The ASIC strategy—combining automated surveillance, human verification, and rapid takedown—illustrates a practical playbook for digital risk management. The regulator uses a third-party web-crawling service to flag potential scams, then cross-checks and pulls the plug. From my perspective, this is a necessary first line of defense, but it’s not a sustainable shield on its own. The “AI supermarket aisle” for scammers is a moving target; as soon as one tactic is shut down, another appears. A detail I find especially interesting is the dual role AI plays: it both creates scam pages and fabricates credible investment narratives to persuade victims. This duality makes regulatory responses more complex because you’re fighting on two fronts at once—the surface (landing pages) and the messaging underneath (the pitch).
To understand the scale, you only need to look at what 12,000 takedowns represent in human terms. The financial cost is staggering, but the human cost—the erosion of trust, the fear of digital finance, and the skepticism toward online advice—may be the deeper, longer-lasting damage. Australians reported $2.18 billion in losses for 2025, a reminder that even with aggressive takedowns, the problem isn’t going away on its own. The numbers also reveal a paradox: as losses shrink slightly in percentage terms, the absolute reach of scams widens. This is a classic sign of success at scale for criminals and a wake-up call for regulators and platform operators alike.
New laws aim to close gaps by assigning liability to ad platforms, banks, and telecoms for scams launched through those channels. The idea is straightforward: raise the cost of bad behavior by increasing the penalties for enabling scams. What makes this development compelling is its recognition that fraud today is not a lone offender in a dark alley but a cross-industry threat that exploits the interconnected nature of modern information ecosystems. If you take a step back and think about it, this is less about policing a single bad actor and more about redesigning the incentives that govern how money, identity, and attention move across digital layers. In my view, the key question is whether these obligations will be enforceable in practice and how quickly technology platforms can integrate robust, scalable verification without stifling legitimate innovation.

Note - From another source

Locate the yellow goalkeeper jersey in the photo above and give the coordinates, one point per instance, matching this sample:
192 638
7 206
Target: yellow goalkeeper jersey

The pace of AI progress guarantees that the frontier won’t stay still. As Professor Paul Haskell-Dowland puts it, we’ve entered an era where generating and distributing persuasive content is nearly frictionless. The comparison to earlier scams is stark: a few years ago, cruder attempts required real effort and some luck to fool people. Today, the same process can be automated and optimized to target individuals, sometimes even at the level of high-net-worth prospects. This isn’t just a nuisance; it reframes risk management as a continuous, adaptive defense rather than a one-off compliance checkbox. In my opinion, the most important shift is cultural: we must treat credibility online as something earned and continually audited, not assumed because a website looks shiny or a testimonial sounds plausible.
The cat-and-mouse dynamic will persist. Regulators will chase new exploits, platform operators will patch vulnerabilities, and scammers will recalibrate faster than most organizations can react. The real challenge is crafting a resilient ecosystem where users are less susceptible and institutions are more accountable without choking innovation. A provocative thought: what if the next generation of fraud defense isn’t just about shutting down bad sites but about building trusted digital channels—where verified identities, accountable ads, and transparent provenance become the norm? That would require coordinated action across government, industry, and civil society, plus a data-driven approach to measure effectiveness and adapt in real time.
In the end, what this all signals is a turning point in our relationship with AI-enabled risk. It’s not about demonizing technology but about rejiggering incentives, strengthening defenses, and rethinking how we educate and protect citizens in a world where fraud can look indistinguishably legitimate at glance. If we embrace that challenge with clear responsibility and sustained investment, we might at least tilt the odds in favor of ordinary people over exploitative actors. What this really suggests is that the battle against online scams will be ongoing, iterative, and inseparable from how we design digital markets in the first place.